For a few years now, there’ve been Minecraft servers that fold the game’s capacity for construction and destruction into a deathmatch format – and lately the movement has spilled out onto Steam, with a growing subgenre of deformable first-person shooters: Ace of Spades; Blockstorm; Blockalicious; Block Sabbath; Back to Block.

Not all of those names are made up. Today I’ve been playing Blockstorm – an FPS that’s been in Early Access since June and garnered some very positive user reviews since.

Time to block ‘n’ load. Ah, somebody did that one? Bums.

Blockstorm

Blockstorm’s maps are made up of cubes, and its characters of many far smaller cubes that I’m inclined to call voxels, and which the developers also call voxels, so let’s call them that. Shootouts tend to look like an animatronic meltdown at the Legoland log flume.

With the entire game rendered in coloured blocks, players are free to customise their own levels and characters using an in-game editor. They can then share their creations with the community, which perhaps explains why Blockstorm’s sensible soldier skins are accompanied by, variously: a minotaur; a curly-’tached chef; a copyright-flirtatious ‘Stealth Girl’ with Splinter Cell goggles; and a man who is unmistakably Walter White.

After choosing ‘Castle Battle’ mode because it wasn’t Deathmatch or Capture the Flag, I found myself on the battlements of a fortified structure – and there in the middle distance was the enemy’s equivalent castle, upon which I could just about make out a belltower. A thickening fog took hold as I descended between candy-floss trees, and realised that it wasn’t just Minecraft’s shovel that Blockstorm was interested in.

Blockstorm

Numbers 1 to 3 on the keyboard are taken up by weaponry, but 4 is by default given over to grenades – instant craters.

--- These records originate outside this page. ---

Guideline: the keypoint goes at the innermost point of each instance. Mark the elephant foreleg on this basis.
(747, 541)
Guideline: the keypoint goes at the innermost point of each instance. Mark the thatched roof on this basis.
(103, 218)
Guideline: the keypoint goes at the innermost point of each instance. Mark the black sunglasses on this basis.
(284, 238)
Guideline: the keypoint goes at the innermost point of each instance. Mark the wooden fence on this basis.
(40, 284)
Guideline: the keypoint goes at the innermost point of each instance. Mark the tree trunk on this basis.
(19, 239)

Number 5 is dedicated to an infinite number of team-coloured blocks you can plant about the map as impromptu cover, platforms, bridges, and so forth. It’s a possibility that’s best exploited by unlearning some ingrained FPS behaviours. Rather than check a blind spot for incoming gunners, for instance, you’re better off closing off the route entirely.

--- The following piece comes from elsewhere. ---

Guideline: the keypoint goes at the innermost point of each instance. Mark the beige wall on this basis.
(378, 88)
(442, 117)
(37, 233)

Camping, meanwhile, has been turned from a sin into an art. Instead of retreating to known corners of the map, I’ve seen players digging their own trenches – and then taking chunks out of the victims that fall in.

Armed with a long-range rifle, I built a staircase along the outside of my team’s battlements and hopped to a nearby tree, around which I was able to fashion a crude crow’s nest. I left buffering blocks on either side of my shooting spot, and proceeded to shoot holes in the distant enemy fortress. One exchange with another sniper felt like Enemy at the Gates, excect that both of us took regular breaks to adorn the buildings of Stalingrad with extra buttresses.

It didn’t win me many points, though – and it’s as a traditional FPS that Blockstorm reveals itself to be a bit of a square. Developer GhostShark’s preoccupation with construction mechanics seems to have allowed them to forget shooter principles; jump or drop from any height and you’ll travel through the air as if through water. Quake this ain’t.

Blockstorm

What’s more, equipment defines movement speed. A player who gracefully accepts the standard rifle and grenade is rewarded with mere sluggishness – but a sniper who dares try out the one-use rocket launcher can expect to play as a self-placing turret.

An assault map consisting of one, long bridge saw my team repeatedly traverse the flat terrain in slow-motion to meet a bullet at the other end, and demonstrated perfectly why Blockstorm’s balance solution might not be the most entertaining ever conceived.

But on better maps, like the forest interrupted by rocky outcrops and bordered by a multi-level mansion, Blockstorm feels a little like I imagine Rainbow Six Siege might. Players shot through walls to create shortcuts that persisted for subsequent spawns – and their enemies planted C4 to catch them in the openings they’d made.

You know how rally games sometimes promise that your indents in the mud will affect each subsequent lap? Blockstorm is like that, only your permanent changes to the world are large enough to appreciate. It’s oddly reminiscent of Worms in that way.

The shooter’s loading screen depicts a series of connected cogs, whirring round in interdependent motion. In reality, some of its cogs don’t quite fit – and many of its parts fail to move.

But in those inevitable isolated moments of a multiplayer match, it’s quite special to be encouraged not to chase after the nearest fight – but to burrow down and do something with your immediate surroundings instead. Blockstorm’s perhaps not the finest example of the idea on the market – but then, I’ve just been killed by Gordon Bloody Freeman.